API Reference

The webreadr API is a JSON-over-HTTP service. The base URL is https://webreadr.com. Every request and response body is JSON. Authenticate with a scoped API key issued from your dashboard.

Overview

webreadr follows a fetch-render-return-everything model. The rawHtml field, the post-JavaScript DOM for browser engines, is always returned and never transformed. Two additive blocks come alongside it: structured (the JSON-LD, OpenGraph and embedded-state the page already ships) and network (XHR/fetch responses captured during render, often the only way to recover data from SPAs).

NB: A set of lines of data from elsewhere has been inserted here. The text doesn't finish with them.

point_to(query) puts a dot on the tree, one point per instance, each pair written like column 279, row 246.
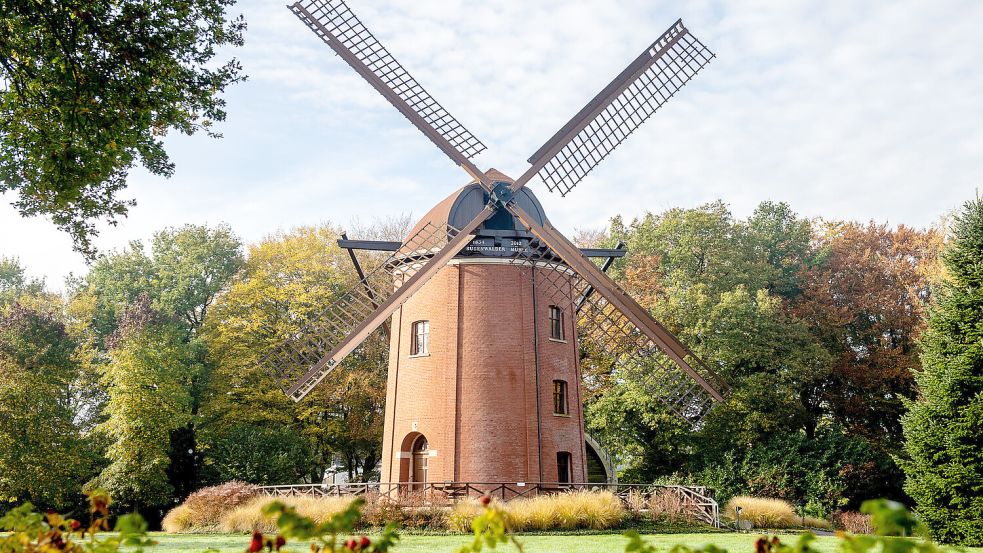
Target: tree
column 289, row 279
column 15, row 283
column 258, row 455
column 91, row 87
column 42, row 450
column 148, row 379
column 943, row 428
column 864, row 301
column 184, row 271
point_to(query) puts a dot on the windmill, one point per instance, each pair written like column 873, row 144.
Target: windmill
column 488, row 305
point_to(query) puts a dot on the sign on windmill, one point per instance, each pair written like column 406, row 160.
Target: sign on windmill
column 484, row 386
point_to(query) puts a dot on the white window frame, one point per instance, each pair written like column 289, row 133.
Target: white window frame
column 420, row 341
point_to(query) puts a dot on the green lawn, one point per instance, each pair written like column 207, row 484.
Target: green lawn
column 604, row 543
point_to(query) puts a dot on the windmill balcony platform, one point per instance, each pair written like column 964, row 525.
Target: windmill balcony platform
column 696, row 500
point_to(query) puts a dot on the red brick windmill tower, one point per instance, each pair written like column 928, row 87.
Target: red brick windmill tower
column 490, row 305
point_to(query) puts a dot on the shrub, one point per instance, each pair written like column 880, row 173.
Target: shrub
column 203, row 510
column 410, row 510
column 177, row 520
column 763, row 512
column 207, row 506
column 814, row 522
column 853, row 521
column 462, row 514
column 635, row 503
column 250, row 517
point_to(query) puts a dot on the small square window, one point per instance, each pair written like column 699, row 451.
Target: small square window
column 563, row 468
column 556, row 323
column 560, row 404
column 420, row 338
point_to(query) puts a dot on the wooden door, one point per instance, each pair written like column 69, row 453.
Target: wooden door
column 421, row 455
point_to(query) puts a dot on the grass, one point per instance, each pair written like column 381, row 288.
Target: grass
column 569, row 511
column 599, row 543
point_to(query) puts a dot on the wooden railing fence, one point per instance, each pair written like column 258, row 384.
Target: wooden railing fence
column 694, row 500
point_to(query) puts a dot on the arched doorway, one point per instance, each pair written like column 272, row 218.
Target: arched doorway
column 420, row 458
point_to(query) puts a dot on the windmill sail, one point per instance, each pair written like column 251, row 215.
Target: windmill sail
column 633, row 343
column 339, row 28
column 627, row 340
column 618, row 110
column 304, row 359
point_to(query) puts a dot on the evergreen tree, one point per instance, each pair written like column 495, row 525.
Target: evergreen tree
column 943, row 428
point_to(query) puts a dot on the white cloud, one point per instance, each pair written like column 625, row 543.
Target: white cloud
column 861, row 111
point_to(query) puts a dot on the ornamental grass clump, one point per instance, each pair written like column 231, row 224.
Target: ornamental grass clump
column 567, row 511
column 854, row 522
column 250, row 516
column 203, row 510
column 762, row 512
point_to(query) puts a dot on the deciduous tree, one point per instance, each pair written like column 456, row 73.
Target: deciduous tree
column 89, row 89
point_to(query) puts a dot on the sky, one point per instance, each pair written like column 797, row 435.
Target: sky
column 845, row 110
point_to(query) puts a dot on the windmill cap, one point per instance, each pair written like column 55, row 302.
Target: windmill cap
column 458, row 209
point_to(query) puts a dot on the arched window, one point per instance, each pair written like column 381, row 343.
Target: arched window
column 563, row 467
column 556, row 323
column 560, row 404
column 420, row 338
column 421, row 460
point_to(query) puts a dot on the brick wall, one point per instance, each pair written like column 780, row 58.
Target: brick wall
column 474, row 396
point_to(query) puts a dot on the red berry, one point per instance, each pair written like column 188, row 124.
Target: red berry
column 256, row 545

The lossy derived formats (markdown, text) are opt-in.

Authentication

Pass your key as a bearer token. Keys look like wr_<prefix>_<secret> and the full secret is shown exactly once at creation: only its hash and prefix are stored. Revoking a key takes effect immediately (subsequent use returns 401).

Authorization: Bearer YOUR_API_KEY

The key-management endpoints (/v1/keys) and /v1/usage are gated by your logged-in browser session instead, so issue and revoke keys from the dashboard.

Rate limits & quotas

Every request is metered per key. The free tier allows 20 requests/minute, 5,000 requests/month and 2 concurrent crawls. Each response carries X-RateLimit-Limit, X-RateLimit-Remaining and X-RateLimit-Reset. Over the limit you get 429 rate_limited with a Retry-After header. The limiter degrades open: if our counter store is down, requests are allowed rather than failed.

Scrape options

These fields appear in /v1/scrape, in /v1/crawl's scrapeOptions, and in /v1/extract.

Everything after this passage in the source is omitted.